The grounds for extending the period for checking a transaction to 12 months are (clause 3 of Appendix No. 3 to the Federal Tax Service order No. MMV-7-13/ [email protected] ):
- conducting an audit of an organization classified as a major taxpayer;
- the occurrence of force majeure circumstances at the inspection site (flooding, flooding, fire, etc.);
- failure by the taxpayer to submit documents necessary for conducting an audit in accordance with clause 6 of Art. 105.17 of the Tax Code of the Russian Federation (these documents must be provided within 30 days from the date of receipt of the relevant request).
At the same time, from September 20, 2022, the above list is supplemented with a new basis for extending the inspection period (Federal Tax Service order No. ED-7-13 dated June 18, 2021 / [email protected] ).
Now tax authorities will be able to extend the period for checking transactions between related parties to 12 months in the event of failure to receive documents and information in relation to the transaction under review not only from the taxpayer himself, but also from any third parties possessing such information/documents. That is, from other participants in controlled transactions and third parties who do not provide documents and information on transactions within the period established by law.

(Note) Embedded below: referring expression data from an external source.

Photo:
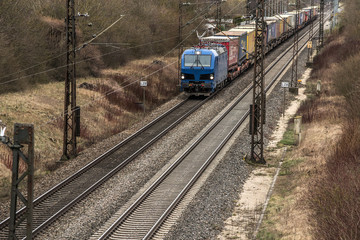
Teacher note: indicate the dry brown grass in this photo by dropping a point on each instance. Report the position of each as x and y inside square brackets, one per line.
[108, 102]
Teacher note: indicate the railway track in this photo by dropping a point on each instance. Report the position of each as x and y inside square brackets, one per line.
[58, 200]
[55, 202]
[146, 215]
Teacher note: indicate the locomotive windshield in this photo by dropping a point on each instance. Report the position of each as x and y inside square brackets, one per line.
[197, 60]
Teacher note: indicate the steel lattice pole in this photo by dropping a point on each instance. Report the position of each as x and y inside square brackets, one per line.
[311, 32]
[294, 73]
[257, 109]
[321, 24]
[69, 139]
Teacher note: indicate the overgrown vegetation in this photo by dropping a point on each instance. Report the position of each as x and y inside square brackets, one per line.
[32, 35]
[318, 189]
[334, 198]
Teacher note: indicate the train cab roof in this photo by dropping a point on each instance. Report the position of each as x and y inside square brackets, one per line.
[215, 50]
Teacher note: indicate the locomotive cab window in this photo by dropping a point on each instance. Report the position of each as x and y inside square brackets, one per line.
[197, 60]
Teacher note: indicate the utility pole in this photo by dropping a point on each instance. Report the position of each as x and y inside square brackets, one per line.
[310, 51]
[23, 134]
[321, 25]
[71, 112]
[218, 14]
[257, 109]
[294, 74]
[181, 45]
[336, 6]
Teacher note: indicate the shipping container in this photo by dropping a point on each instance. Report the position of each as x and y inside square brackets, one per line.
[250, 38]
[290, 21]
[279, 26]
[307, 12]
[242, 35]
[232, 45]
[271, 30]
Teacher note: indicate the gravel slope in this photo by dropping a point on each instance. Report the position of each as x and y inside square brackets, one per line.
[204, 218]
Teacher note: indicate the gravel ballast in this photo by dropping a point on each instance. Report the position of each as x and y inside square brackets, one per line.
[212, 205]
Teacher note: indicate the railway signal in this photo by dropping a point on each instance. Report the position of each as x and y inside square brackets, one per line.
[23, 134]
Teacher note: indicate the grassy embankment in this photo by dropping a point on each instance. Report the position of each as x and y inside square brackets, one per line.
[317, 193]
[108, 104]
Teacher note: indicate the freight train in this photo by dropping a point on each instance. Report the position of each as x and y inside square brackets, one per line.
[222, 57]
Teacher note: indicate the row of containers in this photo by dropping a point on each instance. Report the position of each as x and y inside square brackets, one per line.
[240, 41]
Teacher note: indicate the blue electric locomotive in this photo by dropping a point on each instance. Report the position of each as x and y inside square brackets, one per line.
[203, 70]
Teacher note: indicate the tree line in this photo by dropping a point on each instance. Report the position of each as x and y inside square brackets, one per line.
[32, 35]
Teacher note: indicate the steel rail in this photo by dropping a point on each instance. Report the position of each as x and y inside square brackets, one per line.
[168, 211]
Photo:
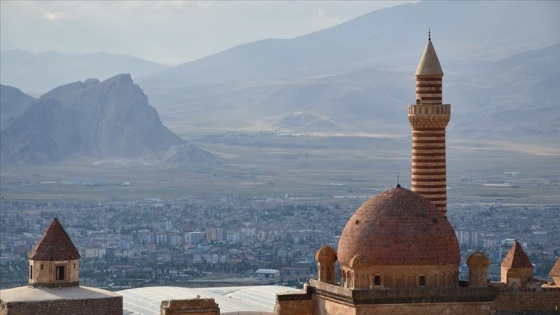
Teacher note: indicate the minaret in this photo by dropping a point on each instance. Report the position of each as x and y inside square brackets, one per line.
[428, 118]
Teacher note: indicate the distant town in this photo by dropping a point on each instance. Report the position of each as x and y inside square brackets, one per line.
[234, 240]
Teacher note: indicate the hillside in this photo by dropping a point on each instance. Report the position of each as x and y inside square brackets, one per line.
[13, 103]
[108, 119]
[39, 73]
[360, 74]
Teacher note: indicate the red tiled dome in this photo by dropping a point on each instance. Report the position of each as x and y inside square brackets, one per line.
[399, 227]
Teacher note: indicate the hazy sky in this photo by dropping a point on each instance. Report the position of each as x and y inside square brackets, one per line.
[170, 32]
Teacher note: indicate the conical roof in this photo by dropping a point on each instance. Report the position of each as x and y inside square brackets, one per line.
[55, 244]
[429, 63]
[516, 257]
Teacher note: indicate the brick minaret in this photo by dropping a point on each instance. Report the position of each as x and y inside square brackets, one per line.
[428, 118]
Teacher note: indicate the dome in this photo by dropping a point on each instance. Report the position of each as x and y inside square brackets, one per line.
[399, 227]
[478, 260]
[326, 255]
[359, 261]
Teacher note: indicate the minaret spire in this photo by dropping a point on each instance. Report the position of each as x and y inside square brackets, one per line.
[428, 118]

Let us remind you that such documents and information must be submitted within 10 days from the date of receipt of the corresponding request (clause 7 of Article 105.17 of the Tax Code of the Russian Federation). If another participant in a controlled transaction for some reason cannot submit the requested documents within 10 days, then increasing the verification period to 12 months can still be avoided.
To do this, such a participant in the transaction will have to send a notification to the Federal Tax Service in the form approved. by order of the Federal Tax Service dated April 24, 2019 No. ММВ-7-2/ [email protected] The notification must inform about the impossibility of submitting the requested documents within the established period, and also clarify the period during which these documents can be submitted (clause 3 of Article 93 Tax Code of the Russian Federation).